- The Xhosa news and Zulu news on SABC1 continues to lead the pack by far, averaging 4.53 million and 4.51 million viewers, respectively.
- On SABC2, consumer affairs show, Speak Out had a strong month once again, with its premiere episodes capping at 2.3 million viewers whilst its reruns finished a strong 2.1 million viewers. Yes, a rerun beat most of the rest of SABC2's lineup and all of SABC3's programming.
- The news bulletins on SABC2 seem to be recovering from their timeslot shifts with the Afrikaans news pulling a peak of 1.499 million viewers, with the multilingual bulletin (as always, there is absolutely no reason why three languages should be sharing one slot for news) not far behind with 1.47 million viewers.

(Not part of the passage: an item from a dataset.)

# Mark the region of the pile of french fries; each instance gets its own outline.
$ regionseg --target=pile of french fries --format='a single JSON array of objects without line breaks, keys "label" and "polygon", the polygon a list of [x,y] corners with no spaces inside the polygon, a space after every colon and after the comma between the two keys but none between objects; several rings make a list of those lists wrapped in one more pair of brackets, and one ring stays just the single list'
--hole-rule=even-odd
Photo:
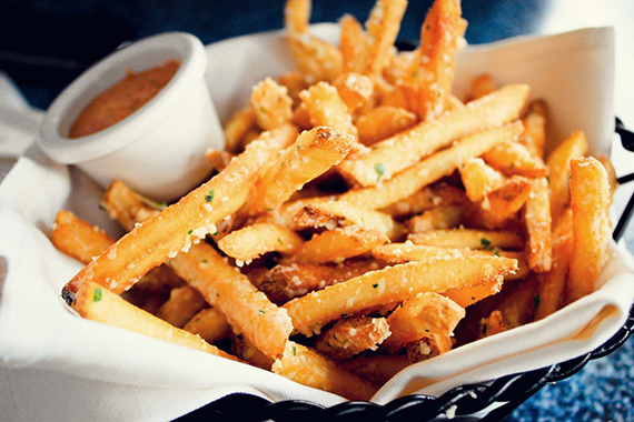
[{"label": "pile of french fries", "polygon": [[547,157],[548,115],[488,76],[452,93],[466,22],[436,0],[410,52],[406,0],[377,0],[338,47],[286,4],[297,71],[226,123],[214,175],[159,204],[120,181],[116,240],[60,211],[55,245],[86,267],[83,318],[368,400],[405,366],[536,321],[595,289],[615,178],[583,132]]}]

- SABC3's English news bulletin pulled slightly more than 860 000 viewers for the month.
- The weekend editions of eNews Direct, well at least the one-minute bulletins that get the benefit of having a very strong WWE lead-in, averaged a very strong 2.5 million viewers for that single minute. The standard eNews Direct bulletin is yet to feature in the channel's top twenty programmes since its inception in January.
- A major point of concern is that in August 2016, a Municipal election took place here in South Africa (in case you forgot). The 30th most watched programme on DStv pulled 189 000 viewers. No South African news channel, therefore, was able to pull at least that amount of viewership for any moment on an election day, a day when people are usually expected to flock to news broadcasts. Also, no election coverage charted on either SABC2 or etv, both of which aired election programming. Are South Africans getting their news from other places or just ignoring major news stories completely?
Ratings courtesy of brcsa.org.za. Programming included is for prime time only, which is defined in South Africa as the time from 5:30pm to 10:00pm. Ratings are for viewers fifteen and older only.